For any questions regarding this assignment email the TA with subject line:
CS457 Query: Regarding P2
Project 2 Grading Policy
- All five files submitted (awget.c[cc], awget.h, ss.c[cc], Makefile, Readme) – 10 points
- Stepping stone compiles – 5 points
- Stepping stone listens on port specified at command line – 5 points
- Awget compiles – 5 points
- The chain of stepping stones is formed correctly – 15 points
- Last stepping stones retrieves required file correctly – 5 points
- Stepping stones relay file correctly – 15 points
- Stepping stones can handle multiple, concurrent requests – 10 points
- Required file is readable at awget – 20 points
- Outputs according to project description – 5 points
- Documentation – 5 points
Hints/Pointers
Here is a flow chart to help you with implementation.
Chain File Sample
4
129.82.45.59 20000 129.82.47.209 25000 129.82.47.223 30000 129.82.47.243 35000
Program Flow
ss
- ss takes one optional argument, the port it will listen on. Example(./ss 20000)
- ss prints the hostname and port, it is running on. To find hostname you can use gethostname.
- Create the socket and fill in its values.
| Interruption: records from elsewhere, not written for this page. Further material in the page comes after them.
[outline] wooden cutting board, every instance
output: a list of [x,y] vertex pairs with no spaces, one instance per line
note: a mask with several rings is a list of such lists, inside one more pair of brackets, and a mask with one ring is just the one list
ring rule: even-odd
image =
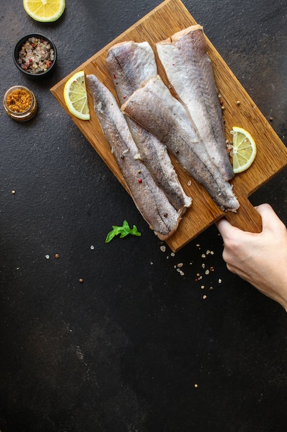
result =
[[[116,96],[113,83],[106,67],[105,59],[110,46],[118,42],[131,39],[136,42],[143,41],[149,42],[155,51],[158,72],[167,84],[156,55],[155,43],[167,39],[180,30],[196,23],[195,20],[180,0],[166,0],[71,72],[69,75],[51,88],[51,92],[63,108],[70,114],[63,96],[64,86],[72,75],[77,70],[83,70],[86,75],[96,75]],[[213,65],[215,81],[225,107],[223,115],[225,120],[226,137],[231,141],[230,131],[232,130],[232,126],[243,127],[255,139],[257,147],[257,155],[251,167],[244,173],[236,175],[232,181],[235,193],[240,204],[240,208],[237,213],[222,212],[203,188],[195,180],[191,179],[171,157],[184,189],[187,195],[193,198],[193,204],[184,214],[178,230],[167,241],[167,244],[174,252],[223,216],[225,216],[233,225],[241,229],[254,233],[260,232],[262,228],[260,217],[248,197],[275,174],[287,166],[287,149],[284,144],[207,38],[206,41],[208,52]],[[88,99],[91,119],[83,121],[72,115],[71,117],[127,190],[123,178],[94,113],[93,101],[90,95],[88,95]],[[240,101],[240,104],[237,103],[237,101]],[[128,215],[127,215],[127,219],[129,220]],[[132,224],[132,221],[129,222]]]

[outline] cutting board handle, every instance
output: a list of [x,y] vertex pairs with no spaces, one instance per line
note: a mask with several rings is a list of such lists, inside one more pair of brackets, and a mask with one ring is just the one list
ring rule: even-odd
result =
[[260,215],[251,204],[247,197],[237,195],[240,207],[236,213],[226,212],[225,217],[227,220],[240,229],[250,233],[261,233],[262,222]]

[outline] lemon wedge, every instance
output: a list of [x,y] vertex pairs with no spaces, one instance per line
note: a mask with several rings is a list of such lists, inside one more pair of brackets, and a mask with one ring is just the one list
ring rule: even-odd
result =
[[64,100],[69,111],[81,120],[89,120],[85,72],[79,70],[72,75],[64,87]]
[[23,0],[28,14],[35,21],[51,23],[60,18],[65,10],[65,0]]
[[255,141],[250,133],[238,126],[233,126],[233,168],[235,174],[242,173],[250,167],[256,157]]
Then Bind the socket.
- Create a loop statement and set the socket in listen mode.
- Once a connection arrives, it reads the URL and the chain information.
1.
- Create a thread using pthread_create and pass the arguments.[Or use select()]
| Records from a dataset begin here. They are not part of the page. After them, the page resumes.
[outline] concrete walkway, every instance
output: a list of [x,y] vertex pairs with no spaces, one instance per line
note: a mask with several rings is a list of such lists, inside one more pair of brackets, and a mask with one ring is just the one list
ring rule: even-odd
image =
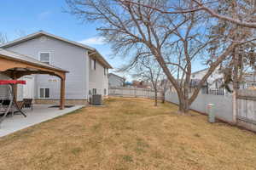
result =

- If the chain list is empty:
- The ss uses the system call system() to issue a wget to retrieve the file specified in the URL.
- Reads the file in small chunks and transmits it back to the previous SS. The Previous SS also receives the file in chunks.
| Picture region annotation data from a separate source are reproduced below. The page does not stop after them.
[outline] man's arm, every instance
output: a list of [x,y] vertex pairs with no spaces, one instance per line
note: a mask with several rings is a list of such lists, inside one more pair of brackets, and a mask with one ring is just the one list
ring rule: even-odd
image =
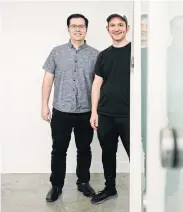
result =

- Once the file is completely transmitted, the ss should tear down the connection.
- Erase the local copy and go back to listening for more requests.
8. If the chain list is not empty:
- a) Uses a random algorithm such as rand() function to select the next SS from the list.
- b) Remove the current ss details from the chain list and send the url and chainlist to the next ss.
- c) Wait till you receive the fill from the next ss.
- d) Reads the file in small chunks and transmits it back to the previous SS. The
Previous SS also receives the file in chunks.
- e) Once the file is completely transmitted, the ss should tear down the connection.
- f) Erase the local copy and go back to listening for more requests.
awget
- awget will have up to two command line arguments:
- Example ./awget [-c chainfile]
- The URL should point to the document you want to retrieve.
- Passing the chainfile as an argument is optional
- If chainfile is not specified awget should read the chain configuration from a local file called chaingang.txt.
- If no chainfile is given at the command line and awget fails to locate the chaingang.txt file, awget should print an error message and exit.
- If awget can read both URL and chainfile correctly, proceed.
- Find a random ss from the list. You can use rand() function. Seed the value to get different random number each time.
- Once you have the ss, IP address and port number, create the socket and fill in its values.
- Send a connect request to the ss.
- Once the connect request is accepted, strip the ss details from the chainlist and then send the URL and chainlist to the ss.
- Wait till you receive the file.
- Create a looping statement to receive the file in chunks.
- Save the data received in a local file. The file name should be same as the file requested. For Example: For example, when given URL is http://www.cs.colostate.edu/~cs457/p2.html the file saved will be named p2.html
- When URL with no file name is specified, fetch index.html, that is, awget of www.google.com will fetch a file called index.html.